Cloud Codebase Teacher is a serverless RAG (Retrieval-Augmented Generation) application designed to analyze codebases in the cloud.
Unlike local-only tools, this version is architected for Streamlit Community Cloud. It replaces local GPU inference with the Groq API (Llama 3 70B) and replaces local file paths with Zip File Ingestion, allowing it to run entirely in a browser environment without accessing the user's local file system.
Cloud Native: Runs entirely on Streamlit Community Cloud (no local GPU required).
Fast Inference: Uses Groq to serve Llama 3-8B/70B at lightning speeds (~300 tokens/sec).
Zip Ingestion: Users upload a .zip of their project; the app extracts, filters, and processes code in a temporary cloud directory.
Language-Aware Chunking: Uses RecursiveCharacterTextSplitter optimized for Python to preserve class/function structure.
Ephemeral Vector Store: Uses FAISS in memory to index code on the fly without requiring a persistent vector database.
App Framework: Streamlit
LLM Orchestration: LangChain
Inference Engine: Groq API (Llama 3)
Vector Store: FAISS (CPU)
Embeddings: HuggingFace (all-MiniLM-L6-v2)
Data Processing: zipfile + tempfile for secure file handling.
graph LR
A[User Uploads .zip] -->|Extract| B(Temp Directory)
B -->|Filter venv/git| C(TextLoader)
C -->|Split| D(HuggingFace Embeddings)
D -->|Vectors| E[(FAISS RAM Index)]
F[User Question] -->|Retrieve| E
E -->|Context| G[Groq API (Llama 3)]
G -->|Answer| H[Streamlit UI]
- Prerequisites
Python 3.10+ installed.
Groq API Key (Get one for free at console.groq.com).
- Clone & Install
git clone [https://github.com/joshgilstrap/codebase-online.git](https://github.com/joshgilstrap/codebase-online.git)
cd codebase-online
# Create Virtual Environment
python -m venv venv
# Activate Environment
# Windows:
venv\Scripts\activate
# Mac/Linux:
source venv/bin/activate
# Install Dependencies
pip install -r requirements.txt
- Configure Secrets
Create a folder named .streamlit and a file inside named secrets.toml:
# .streamlit/secrets.toml
GROQ_API_KEY = "gsk_..."
(Alternatively, you can enter the key manually in the App Sidebar).
- Run the App
streamlit run app.py
Ingestion: The user uploads a compressed .zip file of their codebase.
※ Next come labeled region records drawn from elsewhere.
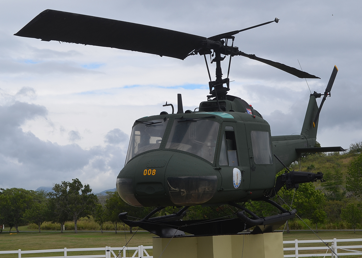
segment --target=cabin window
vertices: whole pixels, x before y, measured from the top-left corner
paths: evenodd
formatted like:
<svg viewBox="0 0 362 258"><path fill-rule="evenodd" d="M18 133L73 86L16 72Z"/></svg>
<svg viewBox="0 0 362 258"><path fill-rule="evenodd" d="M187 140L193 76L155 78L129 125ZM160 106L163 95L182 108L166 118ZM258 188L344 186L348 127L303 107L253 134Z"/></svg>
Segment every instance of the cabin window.
<svg viewBox="0 0 362 258"><path fill-rule="evenodd" d="M214 161L219 123L208 119L175 119L166 149L179 150Z"/></svg>
<svg viewBox="0 0 362 258"><path fill-rule="evenodd" d="M227 166L228 165L225 136L224 134L223 134L223 139L221 142L221 150L220 151L220 156L219 158L219 164L220 166Z"/></svg>
<svg viewBox="0 0 362 258"><path fill-rule="evenodd" d="M237 151L236 150L236 141L235 139L234 128L232 126L225 126L225 131L223 135L221 141L221 149L219 158L219 164L220 166L235 167L239 165L237 160Z"/></svg>
<svg viewBox="0 0 362 258"><path fill-rule="evenodd" d="M226 149L227 150L229 165L230 167L238 166L239 163L237 161L237 151L236 150L236 141L235 139L235 133L233 131L225 131L225 138L226 139Z"/></svg>
<svg viewBox="0 0 362 258"><path fill-rule="evenodd" d="M272 164L272 146L269 132L252 131L251 143L256 164Z"/></svg>
<svg viewBox="0 0 362 258"><path fill-rule="evenodd" d="M132 128L126 164L140 153L160 147L168 120L141 122Z"/></svg>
The app uses Python's tempfile library to create a secure, temporary directory and extracts the files there.
Filtering: The crawler walks through the temporary folder, ignoring system directories like node_modules, venv, and .git to ensure only relevant source code (.py, .js, .md) is processed.
Embedding: Code is split into chunks using RecursiveCharacterTextSplitter (Python-optimized). These chunks are embedded using all-MiniLM-L6-v2 running on the cloud CPU.
Retrieval: When a user asks a question, FAISS performs a similarity search to find the relevant code blocks.
Generation: The retrieved context is sent to Groq (Llama 3) via API. Because Groq is optimized for speed, the "Think" time is almost instantaneous compared to local inference.
This app is ready for Streamlit Community Cloud:
Push this code to a GitHub repository.
Log in to share.streamlit.io.
Connect your repo and click Deploy.
In the Streamlit Dashboard, go to Settings -> Secrets and add your API key:
GROQ_API_KEY = "gsk_your_key_here"
"No module named..." errors:
Ensure your requirements.txt contains langchain-groq and faiss-cpu. The cloud environment uses Linux, so do not use faiss-gpu or windows-specific binaries.
Zip File Issues:
Ensure your zip file is a standard archive. If the app says "0 files found," check that your code isn't nested inside a folder inside the zip (e.g., my-project/my-project/main.py).
API Limits: Groq free tier limits if you hit a rate limit, wait a minute and try again.
Contributions are welcome! Please feel free to submit a Pull Request.
This project is licensed under the MIT License.